Merlin Mann has to deal with a POS Mac which can’t do squat

What the FUCK, Apple?

What the fuck is wrong with this fucking cocksucker piece-of-shit computer?

I ask you:

What. The. FUCK. Apple.

Jesus fuck, you fuckstained fanboy retards—what the fuck is your DAMAGE?

Seriously.

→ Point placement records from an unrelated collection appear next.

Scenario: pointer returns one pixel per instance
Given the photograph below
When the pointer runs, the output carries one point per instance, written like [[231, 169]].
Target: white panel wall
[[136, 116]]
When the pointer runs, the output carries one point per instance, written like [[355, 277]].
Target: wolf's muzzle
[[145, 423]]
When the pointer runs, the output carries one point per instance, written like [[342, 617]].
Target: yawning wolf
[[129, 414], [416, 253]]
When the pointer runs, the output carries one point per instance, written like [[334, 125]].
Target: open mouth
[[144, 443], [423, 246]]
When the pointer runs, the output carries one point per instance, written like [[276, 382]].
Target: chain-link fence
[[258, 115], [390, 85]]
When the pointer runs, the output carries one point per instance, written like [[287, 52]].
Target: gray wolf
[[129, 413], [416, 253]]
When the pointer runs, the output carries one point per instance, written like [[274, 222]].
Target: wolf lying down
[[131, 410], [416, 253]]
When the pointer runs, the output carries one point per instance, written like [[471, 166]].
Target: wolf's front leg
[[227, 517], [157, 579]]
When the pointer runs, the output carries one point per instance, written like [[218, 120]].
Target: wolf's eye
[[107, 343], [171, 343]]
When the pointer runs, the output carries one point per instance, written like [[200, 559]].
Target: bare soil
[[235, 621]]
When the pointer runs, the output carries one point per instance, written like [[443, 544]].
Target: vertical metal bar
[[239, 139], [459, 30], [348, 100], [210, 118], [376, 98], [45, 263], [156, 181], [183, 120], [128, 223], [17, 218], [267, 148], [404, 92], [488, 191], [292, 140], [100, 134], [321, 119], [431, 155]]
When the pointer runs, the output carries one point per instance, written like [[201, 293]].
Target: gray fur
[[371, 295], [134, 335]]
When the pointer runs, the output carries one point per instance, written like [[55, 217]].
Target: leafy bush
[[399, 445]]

How can you do this to a fella?

I innocently go out and invest my hard-earned fake internet money in the cheapest Mac Pro available—in 2006; I leave it hobbled and way under-powered with its original couple gigs of RAM; I constantly cram its four (4) internal and three (3) external (commodity-class/69-dollar/5200RPM) drives to within a precious few gigs of capacity; I never bother to do a friendly fsck -fy (or run a precautionary session) unless something’s totally blown up; I have one (1) FireWire 800 device, two (2) FireWire 400 devices, and fourteen (14) USB 2 devices attached or mounted; I’m running two fucktastically giant Dell monitors; I’m running programs, prefpanes, kexts, StartupItems and who knows what other shit cobbled together in various mixes of Cocoa, Carbon, Classic, Java, Python, Perl, PHP, and more; my bash profile looks like a capuchin monkey vomited some colons and equal signs into a 10-year-old Guatemalan boy’s ESL dictionary; I’ve added a metric shit-ton of homemade “scripts” to my startup folder, my launchd agents, and only Jesus, Daddy, or the Spook knows where else; I have Hazel, Launchbar, Automator, MobileMe, BusyCal, Dropbox, Time Machine, and who knows what else performing an impossible, ongoing, and fiendishly-automated Stravinsky concert in the background ALL THE TIME…

Plus, I have only thirty applications open.

Is that literally all it takes for me to notice my computer slowing down just a little, tiny bit? Really? That is IT? That?


What. The. FUCK. Apple.

I’m done with this shit.

Here I come, Ubuntu 11.01 (Naughty Nurse). You’ll be impossible to break.